Conspiración en palacio

Estaban intentando envenenar al emperador. A sus más de cuatro décadas del calendario humano, Octavio ya había sufrido una operación de próstata que le mantenía aún en grandes y prolongados tratamientos. Pero una conspiración se tejía en palacio, que antes o después daría sus frutos, quién sabe si demasiado tarde para esas uñitas negras y brillantes...

Algo se cocía en los fogones de aquella mansión. A media tarde llegué y me encontré a la dueña en la cocina dándole un par de jeringuillas de un líquido rosado. Antibiótico, me dijo que era, mientras le abría la boca y le enchufaba el mejunje al fondo de la tráquea. El emperador tosía atragantado y resignado. Con la misma paciencia recibía el masaje en el cuello de unas manos pulcras, blancas como la cal, que se le ceñían a la garganta, quién sabe si con más oscuros pensamientos...

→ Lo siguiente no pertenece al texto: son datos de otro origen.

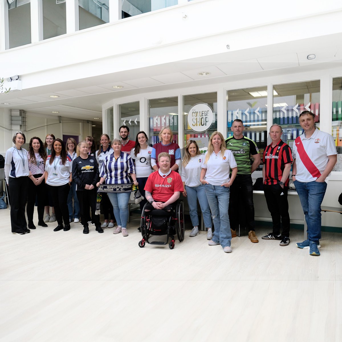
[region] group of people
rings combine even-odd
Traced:
[[[272,232],[262,238],[280,240],[281,246],[290,243],[287,194],[292,165],[292,180],[308,226],[307,239],[297,245],[309,249],[311,255],[319,255],[320,206],[337,153],[331,136],[315,128],[314,114],[303,111],[299,122],[304,133],[295,141],[292,151],[281,139],[281,127],[275,124],[270,129],[272,143],[262,156],[262,174],[273,227]],[[129,139],[129,128],[122,126],[120,139],[113,139],[111,144],[108,135],[103,134],[101,147],[96,151],[91,137],[79,143],[75,151],[74,139],[68,140],[66,147],[62,140],[49,134],[45,147],[39,138],[32,138],[28,152],[22,148],[25,135],[17,132],[13,139],[15,146],[8,150],[5,159],[10,193],[18,194],[12,199],[12,231],[24,234],[29,232],[29,228],[35,228],[32,218],[37,201],[38,225],[47,226],[43,215],[44,207],[48,204],[54,208],[58,224],[55,231],[69,230],[71,220],[78,222],[80,217],[84,234],[89,232],[91,222],[101,233],[103,228],[114,227],[115,220],[117,225],[114,233],[127,236],[130,191],[102,194],[105,222],[101,225],[95,212],[97,188],[102,184],[115,188],[133,183],[145,199],[140,208],[142,210],[145,206],[146,212],[172,210],[182,193],[188,204],[193,227],[191,237],[199,233],[198,199],[209,245],[219,245],[224,252],[231,252],[232,238],[236,236],[236,229],[241,225],[247,228],[250,241],[258,242],[251,174],[260,163],[261,156],[255,142],[244,135],[241,120],[235,120],[231,129],[233,135],[225,140],[220,132],[211,134],[204,155],[200,153],[196,141],[190,140],[182,160],[179,146],[172,142],[173,135],[168,127],[162,128],[160,142],[151,147],[145,132],[139,132],[134,142]],[[53,138],[52,141],[50,138]],[[31,183],[28,183],[28,176]],[[26,197],[28,228],[25,215]],[[241,209],[242,215],[239,214]],[[242,216],[245,220],[240,222],[239,218]]]

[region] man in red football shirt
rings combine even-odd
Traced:
[[[170,155],[166,152],[160,153],[158,162],[159,170],[148,176],[145,185],[145,195],[149,202],[145,207],[145,211],[154,209],[170,211],[183,191],[181,176],[170,168]]]

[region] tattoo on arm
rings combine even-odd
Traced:
[[[149,203],[152,203],[153,201],[153,198],[152,197],[152,195],[149,191],[145,190],[145,196],[146,197],[146,199]]]

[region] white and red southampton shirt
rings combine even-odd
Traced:
[[[176,191],[183,192],[183,183],[178,173],[170,170],[164,174],[159,170],[148,176],[144,190],[156,202],[166,202]]]
[[[317,128],[310,138],[305,137],[305,133],[298,137],[293,143],[293,150],[297,167],[296,180],[303,183],[315,181],[325,170],[328,156],[337,154],[331,135]]]

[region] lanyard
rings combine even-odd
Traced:
[[[59,159],[60,156],[58,156],[58,157],[56,157],[55,156],[55,159],[53,160],[53,167],[55,168],[55,171],[56,171],[56,168],[58,165],[57,163],[56,162],[56,160],[57,159]],[[59,163],[59,162],[58,162],[58,163]]]
[[[19,150],[15,146],[14,148],[17,150],[17,152],[18,152],[18,154],[19,155],[19,157],[21,158],[21,160],[23,161],[23,166],[24,167],[24,168],[25,168],[25,158],[24,156],[24,152],[23,152],[23,150],[21,149],[20,150],[21,151],[21,155],[20,155],[20,154],[19,153]]]

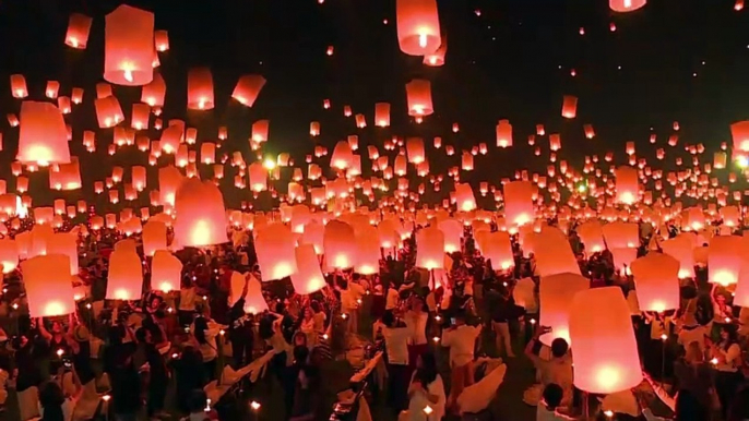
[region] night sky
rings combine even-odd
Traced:
[[[332,152],[348,134],[358,134],[365,146],[362,168],[369,167],[368,144],[382,152],[383,140],[393,135],[423,136],[427,146],[433,136],[442,136],[457,153],[445,157],[443,151],[431,149],[435,172],[460,165],[460,149],[486,142],[491,152],[476,157],[480,171],[462,178],[498,184],[500,177],[515,169],[539,170],[548,164],[546,137],[538,140],[544,145],[540,157],[533,156],[526,142],[537,123],[545,124],[547,133],[560,133],[560,159],[579,165],[585,154],[613,149],[625,156],[627,141],[637,142],[638,156],[652,156],[673,133],[674,121],[681,128],[679,149],[703,143],[716,151],[721,142],[730,141],[730,123],[749,119],[749,11],[734,10],[733,0],[650,0],[643,9],[625,14],[611,12],[607,0],[439,0],[448,38],[441,68],[426,67],[420,57],[400,51],[394,0],[127,3],[153,11],[156,29],[169,33],[170,49],[158,55],[158,71],[167,83],[165,121],[185,119],[198,128],[199,140],[215,140],[216,128],[226,124],[228,151],[245,152],[248,163],[250,127],[270,119],[270,141],[263,152],[272,156],[292,152],[297,166],[304,167],[304,156],[314,142]],[[0,1],[2,115],[20,109],[20,100],[10,95],[13,73],[25,75],[29,99],[45,98],[48,80],[60,81],[60,95],[70,95],[74,86],[85,89],[84,104],[66,117],[74,128],[71,151],[81,157],[84,188],[64,193],[66,197],[90,197],[91,183],[108,176],[111,165],[146,161],[147,155],[134,146],[107,156],[111,129],[99,130],[94,115],[95,85],[104,81],[104,15],[119,4]],[[94,17],[85,50],[63,44],[71,12]],[[325,53],[329,46],[334,47],[332,56]],[[213,72],[214,110],[186,112],[187,70],[194,67]],[[268,80],[251,109],[230,98],[237,79],[247,73]],[[406,112],[404,85],[414,77],[432,83],[435,115],[421,124]],[[126,121],[140,93],[140,87],[115,86]],[[573,120],[560,115],[567,94],[580,98]],[[323,99],[330,99],[331,109],[323,109]],[[391,128],[374,127],[377,101],[392,104]],[[353,118],[344,117],[344,105],[364,113],[368,127],[357,129]],[[499,119],[513,124],[512,148],[494,146]],[[314,141],[309,136],[310,121],[321,122],[322,135]],[[457,133],[451,130],[455,122]],[[594,125],[594,140],[584,139],[584,123]],[[0,177],[10,179],[17,128],[10,128],[4,118],[0,128],[4,136]],[[95,154],[84,152],[83,130],[97,132]],[[651,130],[657,135],[656,145],[647,143]],[[157,137],[153,132],[152,139]],[[230,184],[233,175],[228,176]],[[46,173],[32,177],[32,190],[35,204],[60,194],[48,192]],[[147,194],[142,196],[147,201]]]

Por la noche, el emperador descansaba en el gran diván que ocupaba toda la estancia destinado exclusivamente a su rollizas posaderas mientras la señora Ana y yo conversábamos en nuestros taburetes. Habíamos comenzado a intimar, precisamente a causa del Emperador, que entre sus múltiples cualidades no contaba con la del entendimiento del lenguaje humano, y finalmente Ana había encontrado en mí la complicidad anhelada para desahogar tanto abuso de trato.

"No es ningún niño", me decía, "para colmarlo de tantos cuidados". Eran ellas las que le enfermaban con tanto potingue. Una inocente afirmación que podía ocultar otros significados. Pero la conversación se detuvo. Estando en estas palabras se oyó la puerta y madre e hija emergieron del fondo del pasillo. Venían a darle la última dosis del día, pero, apareciendo a esas horas por la puerta secundaria, de lo oscuro de la despensa, parecían salidas de pasadizos secretos como en las grandes mansiones. 

Y he aquí cuando la dueña se acercó a Ana que observaba callada desde su asiento cómo la hija movía vasos y líquidos preparando jeringuillas. Se encorvó la dueña y con la voz queda y con los codos pegados al cuerpo, sacó una cápsula negra como el carbón que abrió delante de Ana. Cayeron unos polvos que mancharon de inmediato el fondo del vaso de un gris oscuro. "¿Ves?" -le enseñaba- "le das esto por la mañana antes de irte". 

Y entonces recordé a Livia, de "Yo, Claudio", la gran matriarca de toda una saga de emperadores. Entre sus incontables "orientaciones" a la política romana contaban varios asesinatos. Uno de ellos, lento y perfecto, en pretendidas curas a un enfermo.

Yo recordé a la gran Livia, y la dueña, aún sin presentación formal en estos relatos, una señora educada, preocupada y ocupada, con el bienestar de todo lo que le rodeaba, se llamaba Lilia. Y el polvo negro como el carbón que cayó al fondo del vaso también era negro... como el cianuro.